Thanks for all your work on this so far! Looking over the RTBC queue, these patches are very tiny, way too small to merit one per module. It's a burden on core maintainer time. Let's combine them. If you really want to break them down into separate patches I'd suggest one for user.module, one for all modules except user.module, one for everything else. I'll mark the existing issues as duplicates of one of the outstanding ones.

core/authorize.php
core/includes/bootstrap.inc
core/includes/menu.inc
core/lib/Drupal/Core/Extension/UpdateModuleHandler.php
core/modules/comment/comment.module
core/modules/comment/lib/Drupal/comment/CommentAccessController.php
core/modules/comment/lib/Drupal/comment/Plugin/entity_reference/selection/CommentSelection.php
core/modules/comment/lib/Drupal/comment/Tests/CommentLinksTest.php
core/modules/contact/lib/Drupal/contact/MessageFormController.php
core/modules/content_translation/content_translation.admin.inc
core/modules/content_translation/content_translation.module
core/modules/content_translation/lib/Drupal/content_translation/ContentTranslationController.php
core/modules/field_ui/field_ui.module
core/modules/file/file.module
core/modules/filter/filter.module
core/modules/filter/lib/Drupal/filter/Tests/FilterFormatAccessTest.php
core/modules/node/lib/Drupal/node/NodeAccessController.php
core/modules/node/lib/Drupal/node/NodeFormController.php
core/modules/node/lib/Drupal/node/Plugin/entity_reference/selection/NodeSelection.php
core/modules/node/lib/Drupal/node/Tests/NodeRevisionPermissionsTest.php
core/modules/node/node.api.php
core/modules/node/node.module
core/modules/node/node.pages.inc
core/modules/node/node.views_execution.inc
core/modules/node/tests/modules/node_access_test/node_access_test.module
core/modules/system/entity.api.php
core/modules/system/lib/Drupal/system/DateFormatAccessController.php
core/modules/system/lib/Drupal/system/Form/ModulesListForm.php
core/modules/system/system.api.php
core/modules/system/system.module
core/modules/system/tests/modules/entity_test/lib/Drupal/entity_test/EntityTestAccessController.php
core/modules/system/tests/modules/form_test/form_test.module
core/modules/system/theme.api.php
core/modules/toolbar/toolbar.module
core/modules/tracker/tracker.module
core/modules/update/update.module
core/modules/user/lib/Drupal/user/AccountFormController.php
core/modules/user/lib/Drupal/user/EventSubscriber/MaintenanceModeSubscriber.php
core/modules/user/lib/Drupal/user/Plugin/entity_reference/selection/UserSelection.php
core/modules/user/lib/Drupal/user/RegisterFormController.php
core/modules/user/lib/Drupal/user/Tests/UserPermissionsTest.php
core/modules/user/lib/Drupal/user/UserAccessController.php
core/modules/user/user.api.php
core/modules/user/user.module
core/modules/views/views.api.php
core/modules/views/views.module
core/update.php
xjm’s picture

Issue summary: View changes

Rescoping to three child issues.

andypost’s picture

Needs to compile a commit message from all closed issues to give commit credit to all contributors

webchick’s picture

That's fine; just add it to the issue summary, the core committers can copy/paste it from there.

InternetDevels’s picture

Status: Needs work » Needs review
FileSize
74.09 KB
andypost’s picture

@Internetdevels please use sub issues for 3 patches.

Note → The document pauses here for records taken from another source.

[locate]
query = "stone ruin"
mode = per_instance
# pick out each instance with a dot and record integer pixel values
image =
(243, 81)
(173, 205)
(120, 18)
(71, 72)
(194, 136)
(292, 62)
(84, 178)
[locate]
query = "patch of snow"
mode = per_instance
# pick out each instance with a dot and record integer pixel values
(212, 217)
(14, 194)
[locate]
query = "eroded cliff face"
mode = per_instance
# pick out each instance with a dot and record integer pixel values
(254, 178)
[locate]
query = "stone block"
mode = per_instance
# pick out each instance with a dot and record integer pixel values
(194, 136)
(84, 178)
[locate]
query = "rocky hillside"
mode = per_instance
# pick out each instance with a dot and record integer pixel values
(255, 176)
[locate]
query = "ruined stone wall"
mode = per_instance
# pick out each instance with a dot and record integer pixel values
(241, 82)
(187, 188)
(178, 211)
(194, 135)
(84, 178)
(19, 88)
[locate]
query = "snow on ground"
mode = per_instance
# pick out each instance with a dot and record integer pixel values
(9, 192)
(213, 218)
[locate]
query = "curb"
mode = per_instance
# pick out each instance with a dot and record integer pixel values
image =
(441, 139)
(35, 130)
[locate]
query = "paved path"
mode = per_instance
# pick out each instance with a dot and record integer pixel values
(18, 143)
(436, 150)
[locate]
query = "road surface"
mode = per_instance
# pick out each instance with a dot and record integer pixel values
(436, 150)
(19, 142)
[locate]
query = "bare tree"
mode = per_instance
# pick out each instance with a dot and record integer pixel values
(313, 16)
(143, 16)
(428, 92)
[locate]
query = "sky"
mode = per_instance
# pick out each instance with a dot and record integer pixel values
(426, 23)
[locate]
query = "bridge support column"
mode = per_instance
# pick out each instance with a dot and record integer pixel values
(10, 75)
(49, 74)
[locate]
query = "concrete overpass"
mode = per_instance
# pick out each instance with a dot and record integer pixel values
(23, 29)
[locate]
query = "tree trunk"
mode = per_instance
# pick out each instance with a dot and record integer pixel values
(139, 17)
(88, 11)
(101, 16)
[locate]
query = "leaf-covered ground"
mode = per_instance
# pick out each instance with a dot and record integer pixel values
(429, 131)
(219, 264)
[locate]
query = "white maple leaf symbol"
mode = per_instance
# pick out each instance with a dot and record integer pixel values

The compiled commit message for modules except user in #2061977-10: Replace user_access() calls with $account->hasPermission() in all core modules except user

ianthomas_uk’s picture

I've just marked 15 issues as duplicates of the two sub issues of this. They all had patches though, so if we find we've missed some cases there may already be patches ready. See https://drupal.org/project/issues/search/drupal?version[]=8.x&issue_tags...

ianthomas_uk’s picture

Status: Needs review » Fixed

All child issues are fixed, and there is an RTBC issue to remove the function: #2306429: Remove user_access()

Status: Fixed » Closed (fixed)

Automatically closed - issue fixed for 2 weeks with no activity.